I watched on, entranced just as much as the snake. This was the epitome of what I imagined an Indian experience to be. You see it in movies but you don’t imagine you’ll ever come across the genuine article. I honestly didn’t think people still did this sort of thing.
So like any tourist, I immediately pulled out my camera and snapped a photo. And like any tourist, I was completely ignorant of an unspoken rule – but I was quickly educated: if one takes a photo of this man, that person is expected to pay him for it. This was news to me. However, when I thought about it, it made sense. This was his job, and not paying him would be the same as taking off without paying for your dinner at a restaurant. I got to thinking, not paying him is akin to ignoring that he’s even there. In the book entitled “The Fortune at the Bottom of the Pyramid,” it says that people at the bottom of the pyramid often times struggle with lacking any sort of identity. I could see how that’s true, which made unknowingly depriving him of payment for his song and pet snake a grave injustice. With this new knowledge, I quickly went and made sure I provided payment, not wanting to offer any disrespect.

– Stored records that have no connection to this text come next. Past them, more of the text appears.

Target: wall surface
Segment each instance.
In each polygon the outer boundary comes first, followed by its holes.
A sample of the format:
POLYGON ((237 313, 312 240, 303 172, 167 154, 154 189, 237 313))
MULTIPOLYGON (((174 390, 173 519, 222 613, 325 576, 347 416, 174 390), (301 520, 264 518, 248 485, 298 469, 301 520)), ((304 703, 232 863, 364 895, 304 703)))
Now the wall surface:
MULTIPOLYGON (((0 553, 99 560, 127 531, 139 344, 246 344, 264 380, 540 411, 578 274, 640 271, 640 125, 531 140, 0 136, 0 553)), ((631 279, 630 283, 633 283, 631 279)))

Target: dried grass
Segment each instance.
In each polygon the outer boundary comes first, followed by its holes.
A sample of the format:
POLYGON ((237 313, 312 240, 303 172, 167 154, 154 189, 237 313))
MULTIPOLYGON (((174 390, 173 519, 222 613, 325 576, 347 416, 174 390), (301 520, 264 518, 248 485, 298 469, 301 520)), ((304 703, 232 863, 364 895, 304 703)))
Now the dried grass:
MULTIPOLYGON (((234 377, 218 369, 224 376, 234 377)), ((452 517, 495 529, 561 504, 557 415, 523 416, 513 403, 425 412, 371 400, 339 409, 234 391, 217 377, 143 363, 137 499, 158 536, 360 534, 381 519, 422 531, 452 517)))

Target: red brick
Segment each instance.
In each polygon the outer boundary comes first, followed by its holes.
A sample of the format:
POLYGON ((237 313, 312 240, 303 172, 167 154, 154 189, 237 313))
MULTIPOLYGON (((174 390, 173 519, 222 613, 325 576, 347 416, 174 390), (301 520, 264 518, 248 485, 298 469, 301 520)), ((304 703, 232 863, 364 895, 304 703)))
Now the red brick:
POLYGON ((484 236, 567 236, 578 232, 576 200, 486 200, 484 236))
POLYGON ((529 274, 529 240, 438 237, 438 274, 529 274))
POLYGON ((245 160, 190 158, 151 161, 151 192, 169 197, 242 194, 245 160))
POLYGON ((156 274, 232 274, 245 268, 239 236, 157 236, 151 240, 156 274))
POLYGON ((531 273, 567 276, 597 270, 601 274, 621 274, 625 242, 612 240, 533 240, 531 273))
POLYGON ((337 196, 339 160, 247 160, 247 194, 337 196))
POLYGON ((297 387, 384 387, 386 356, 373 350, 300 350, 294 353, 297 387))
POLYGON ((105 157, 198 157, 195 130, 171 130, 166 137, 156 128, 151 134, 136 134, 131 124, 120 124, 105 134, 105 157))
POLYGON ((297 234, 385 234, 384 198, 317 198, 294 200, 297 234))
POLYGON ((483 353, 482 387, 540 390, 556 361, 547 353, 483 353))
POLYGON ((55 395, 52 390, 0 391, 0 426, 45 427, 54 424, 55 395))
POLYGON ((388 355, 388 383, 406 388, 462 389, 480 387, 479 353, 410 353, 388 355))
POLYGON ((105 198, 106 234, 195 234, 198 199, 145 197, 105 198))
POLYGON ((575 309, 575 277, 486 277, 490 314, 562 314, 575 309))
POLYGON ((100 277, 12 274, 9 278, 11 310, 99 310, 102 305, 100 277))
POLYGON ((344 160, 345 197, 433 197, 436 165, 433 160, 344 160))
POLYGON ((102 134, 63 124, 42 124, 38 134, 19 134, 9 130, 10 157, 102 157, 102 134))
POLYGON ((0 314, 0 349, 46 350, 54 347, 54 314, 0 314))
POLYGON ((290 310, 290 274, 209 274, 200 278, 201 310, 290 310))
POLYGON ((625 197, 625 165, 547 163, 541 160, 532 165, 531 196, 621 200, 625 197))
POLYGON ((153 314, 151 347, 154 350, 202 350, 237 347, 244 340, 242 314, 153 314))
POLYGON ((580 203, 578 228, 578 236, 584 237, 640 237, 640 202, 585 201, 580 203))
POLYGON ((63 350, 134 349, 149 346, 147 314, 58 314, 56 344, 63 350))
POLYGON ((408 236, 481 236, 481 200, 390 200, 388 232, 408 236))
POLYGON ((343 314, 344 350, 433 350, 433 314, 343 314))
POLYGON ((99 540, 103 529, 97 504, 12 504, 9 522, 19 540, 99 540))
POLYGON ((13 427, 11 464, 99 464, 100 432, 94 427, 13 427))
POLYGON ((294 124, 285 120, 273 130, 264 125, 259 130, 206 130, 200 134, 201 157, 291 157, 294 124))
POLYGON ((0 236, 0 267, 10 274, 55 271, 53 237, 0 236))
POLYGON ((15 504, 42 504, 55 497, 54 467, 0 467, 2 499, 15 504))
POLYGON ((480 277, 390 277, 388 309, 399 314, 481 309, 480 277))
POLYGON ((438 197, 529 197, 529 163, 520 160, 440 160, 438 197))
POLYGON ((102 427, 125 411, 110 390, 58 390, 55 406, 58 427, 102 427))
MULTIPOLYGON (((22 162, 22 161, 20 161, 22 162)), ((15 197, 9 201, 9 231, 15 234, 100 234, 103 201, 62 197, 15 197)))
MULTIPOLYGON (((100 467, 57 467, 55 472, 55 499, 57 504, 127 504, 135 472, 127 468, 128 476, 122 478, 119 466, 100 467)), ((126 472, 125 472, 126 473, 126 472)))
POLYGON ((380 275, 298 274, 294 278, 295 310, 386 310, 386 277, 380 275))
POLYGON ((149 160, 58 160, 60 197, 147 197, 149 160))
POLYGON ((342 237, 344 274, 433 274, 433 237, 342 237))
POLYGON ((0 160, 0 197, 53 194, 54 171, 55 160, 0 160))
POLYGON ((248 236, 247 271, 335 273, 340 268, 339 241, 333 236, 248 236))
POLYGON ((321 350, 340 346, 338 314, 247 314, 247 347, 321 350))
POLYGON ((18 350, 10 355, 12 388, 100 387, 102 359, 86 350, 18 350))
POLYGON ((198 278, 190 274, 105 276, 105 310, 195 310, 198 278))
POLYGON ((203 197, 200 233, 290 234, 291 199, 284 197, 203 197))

Yet I know he’s not completely without identity, for he’ll always be remembered by me when I recall my time in India, and the sight of that dancing cobra, slowly rising out of a basket.
Of the three artistic places we visited (jewelry, marble and textiles) the last was my personal favorite. Having the opportunity to watch these men and women at work was perhaps one of the best Indian experiences of the trip. Stamping the fabrics with the dye, seeing the patterns emerge, watching their concentration as they perform well-practiced movements – absolutely fantastic. This was where I did a lot of my souvenir shopping, and wished I had funds for more.
We were ushered into the carpet showroom, given some cold, much-needed drinks, and even got a show. One after the other, carpets and rugs were rolled out for our entertainment and admiration – literally rolled out. It looked like they were preparing for the Oscars. Then we couldn’t believe it: they invited us to walk on these pieces of art, to put our dusty feet on months of careful work. This felt almost sinful!
Sometime in the middle of this show, I got to talking to one of the employees, who showed me another rug I was looking at. He proceeded to show me one of their finest rugs – a rather small one, compared to the others, and I was surprised to learn this small thing could cost up to $22,000!
Yet, not really that much when you find out what it takes to create these masterpieces. One of these rugs can take maybe 6 months to a year to create, using such a high thread count that it gives the surface a silk-like feel. And the beautiful designs are made up as it’s created. Unplanned does not mean sloppy here.
Taking a closer look, I got to admiring the design as well as the execution. I noticed the history that’s held in these thread designs, the images of gods and temples – the high number of threads proportionate to the massive amount of history that’s contained in India. There’s so much history in this country, a multitude of myths and legends and stories that stretch back thousands of years. Leaving the textile factory, I was struck by just how incredibly these workers have been able to capture all that history and place it into so many amazing rugs with baffling detail.